The Supreme Court ruled that when police are searching for criminal evidence against a driver, they may also search the personal belongings of passengers. This ruling increased the already considerable power of police to search a driver without a warrant.
The Fourth Amendment of the Constitution, which protects citizens against unreasonable search and seizures, generally requires police to obtain search warrants. However, since vehicles are mobile, the Supreme Court has ruled that police may search you and your vehicle if they expect to find evidence of a crime.
The Supreme Court further reduced your rights in 1996 by allowing police to stop motorists for routine traffic violations even if the officers actually want to search for drugs. The court’s recent ruling now gives police the right to also search the belongings of passengers.
However, during a search for evidence linked to a driver, police may still not pat down or search the pockets of passengers. A 1948 Supreme Court ruling banned these tactics.
The recent court ruling focused on a passenger search during a routine traffic stop in Wyoming. On July 23, 1995, a highway patrol officer stopped David Young for speeding and saw a hypodermic syringe in Young’s pocket. Young acknowledged that he used the syringe to take drugs.
At that point, two other officers asked the driver’s two passengers to exit the car. While searching the vehicle, police found drug paraphernalia and liquid methamphetamine in a purse that belonged to one of the passengers. The passenger was convicted on a felony charge but appealed.
However, like the many teenagers across the country who are fighting their curfew convictions, the passenger appealed the decision. The Wyoming Supreme Court threw out her conviction by ruling that police were justified only in searching the car for drugs Young may have had with him — and therefore could not search Houghton’s purse.
The Supreme Court of the United States, the highest court in the nation, disagreed with the ruling by a vote of 6-3.
Justice Antonin Scalia, who wrote the decision, said, “Effective law enforcement would be appreciably impaired without the ability to search a passenger’s personal belongings when there is reason to believe contraband or evidence of criminal wrongdoing is hidden in the car,” Scalia said.
“The sensible rule … is that such a package may be searched, whether or not its owner is present as a passenger or otherwise, because it may contain the contraband that the officer has reason to believe is in the car,” Scalia said.
He added that car passengers “will often be engaged in a common enterprise with the driver and have the same interest in concealing the fruits or the evidence of their wrongdoing.”

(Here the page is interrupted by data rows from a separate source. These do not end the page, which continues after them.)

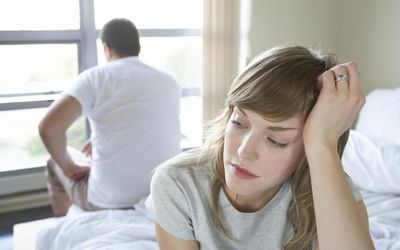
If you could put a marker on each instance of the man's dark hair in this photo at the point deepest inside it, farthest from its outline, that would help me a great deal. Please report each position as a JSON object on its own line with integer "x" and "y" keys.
{"x": 121, "y": 35}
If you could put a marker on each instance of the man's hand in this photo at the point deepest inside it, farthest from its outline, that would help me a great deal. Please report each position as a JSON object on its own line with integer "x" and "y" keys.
{"x": 77, "y": 173}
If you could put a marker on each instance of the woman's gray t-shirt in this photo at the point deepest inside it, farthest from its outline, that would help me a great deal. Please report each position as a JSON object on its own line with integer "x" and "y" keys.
{"x": 180, "y": 203}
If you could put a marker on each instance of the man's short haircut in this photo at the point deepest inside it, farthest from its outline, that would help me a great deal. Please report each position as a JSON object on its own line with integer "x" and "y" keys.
{"x": 121, "y": 35}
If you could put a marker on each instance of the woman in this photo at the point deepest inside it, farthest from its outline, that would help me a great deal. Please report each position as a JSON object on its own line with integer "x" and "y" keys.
{"x": 269, "y": 175}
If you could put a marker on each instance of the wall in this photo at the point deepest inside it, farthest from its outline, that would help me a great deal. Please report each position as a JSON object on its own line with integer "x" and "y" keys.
{"x": 306, "y": 22}
{"x": 363, "y": 31}
{"x": 370, "y": 35}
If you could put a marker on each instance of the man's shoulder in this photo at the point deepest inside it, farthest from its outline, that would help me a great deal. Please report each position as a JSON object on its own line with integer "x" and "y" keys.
{"x": 185, "y": 168}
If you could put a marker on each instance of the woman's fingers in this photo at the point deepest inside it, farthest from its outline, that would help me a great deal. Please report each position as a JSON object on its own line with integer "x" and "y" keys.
{"x": 341, "y": 79}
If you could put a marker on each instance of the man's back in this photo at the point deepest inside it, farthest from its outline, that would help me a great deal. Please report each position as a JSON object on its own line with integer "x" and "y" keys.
{"x": 133, "y": 111}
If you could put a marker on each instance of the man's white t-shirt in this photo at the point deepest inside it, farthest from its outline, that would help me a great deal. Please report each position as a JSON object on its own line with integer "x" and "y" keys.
{"x": 133, "y": 110}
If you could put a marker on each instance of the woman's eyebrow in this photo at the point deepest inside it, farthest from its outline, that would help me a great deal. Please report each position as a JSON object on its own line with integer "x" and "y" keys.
{"x": 242, "y": 111}
{"x": 272, "y": 128}
{"x": 279, "y": 129}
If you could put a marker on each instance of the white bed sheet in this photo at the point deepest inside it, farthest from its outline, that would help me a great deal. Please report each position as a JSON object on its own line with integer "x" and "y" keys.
{"x": 108, "y": 229}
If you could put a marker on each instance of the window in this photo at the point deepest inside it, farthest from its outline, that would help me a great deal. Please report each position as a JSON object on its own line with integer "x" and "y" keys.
{"x": 41, "y": 58}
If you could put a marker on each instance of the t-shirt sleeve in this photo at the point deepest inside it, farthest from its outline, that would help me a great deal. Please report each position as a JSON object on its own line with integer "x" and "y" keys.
{"x": 354, "y": 189}
{"x": 168, "y": 204}
{"x": 84, "y": 91}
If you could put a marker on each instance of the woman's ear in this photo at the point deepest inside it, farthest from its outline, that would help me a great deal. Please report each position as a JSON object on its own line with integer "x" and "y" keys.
{"x": 107, "y": 51}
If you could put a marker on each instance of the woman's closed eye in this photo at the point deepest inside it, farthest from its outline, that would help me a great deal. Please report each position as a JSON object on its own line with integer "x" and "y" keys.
{"x": 277, "y": 144}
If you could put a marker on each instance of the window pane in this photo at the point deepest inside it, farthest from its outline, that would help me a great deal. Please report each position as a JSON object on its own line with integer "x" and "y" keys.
{"x": 182, "y": 57}
{"x": 37, "y": 67}
{"x": 20, "y": 145}
{"x": 151, "y": 13}
{"x": 39, "y": 15}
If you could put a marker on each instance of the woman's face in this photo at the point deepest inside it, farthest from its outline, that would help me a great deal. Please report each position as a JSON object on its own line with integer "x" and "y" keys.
{"x": 259, "y": 155}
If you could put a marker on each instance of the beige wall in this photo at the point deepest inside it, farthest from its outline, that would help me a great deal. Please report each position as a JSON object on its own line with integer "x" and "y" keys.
{"x": 370, "y": 35}
{"x": 365, "y": 31}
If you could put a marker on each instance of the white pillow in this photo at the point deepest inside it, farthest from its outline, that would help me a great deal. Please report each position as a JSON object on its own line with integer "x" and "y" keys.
{"x": 372, "y": 164}
{"x": 380, "y": 116}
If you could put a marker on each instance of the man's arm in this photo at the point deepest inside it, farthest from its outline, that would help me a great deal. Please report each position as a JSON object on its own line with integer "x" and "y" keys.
{"x": 52, "y": 130}
{"x": 166, "y": 241}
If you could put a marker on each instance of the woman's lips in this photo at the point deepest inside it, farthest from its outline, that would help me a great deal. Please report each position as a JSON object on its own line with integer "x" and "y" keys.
{"x": 242, "y": 173}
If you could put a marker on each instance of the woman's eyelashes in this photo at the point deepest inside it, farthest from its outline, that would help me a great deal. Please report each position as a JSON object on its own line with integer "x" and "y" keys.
{"x": 274, "y": 143}
{"x": 277, "y": 144}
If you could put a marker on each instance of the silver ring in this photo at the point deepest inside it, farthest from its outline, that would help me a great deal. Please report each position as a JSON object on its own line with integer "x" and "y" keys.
{"x": 342, "y": 78}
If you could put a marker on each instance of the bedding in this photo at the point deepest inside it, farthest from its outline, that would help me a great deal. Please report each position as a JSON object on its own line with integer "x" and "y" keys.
{"x": 107, "y": 229}
{"x": 372, "y": 160}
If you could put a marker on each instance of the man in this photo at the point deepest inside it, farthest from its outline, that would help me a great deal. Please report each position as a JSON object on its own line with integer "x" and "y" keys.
{"x": 133, "y": 110}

This case is yet another example of how the War on Drugs is really a War on Americans. In the endless search for drugs, police may now violate each citizen’s Fourth Amendment protection from unreasonable search and seizures.
The best way to fight back against this decision is to support the privatization of roads, which is a fundamental part of Capitalism. Private roads would have private cops who are only concerned with traffic violations and probably do not have the legal right to search vehicles.
Private roads would exist in private neighborhoods that want your business. The CEOs who manage these neighborhoods know that you can always spend your money in another neighborhood. Therefore, they would probably forbid almost all searches to make sure that customers feel secure.
Wouldn’t you prefer to drive in private neighborhoods where people are not subject to the outrageous searches that are now possible on government roads in government neighborhoods?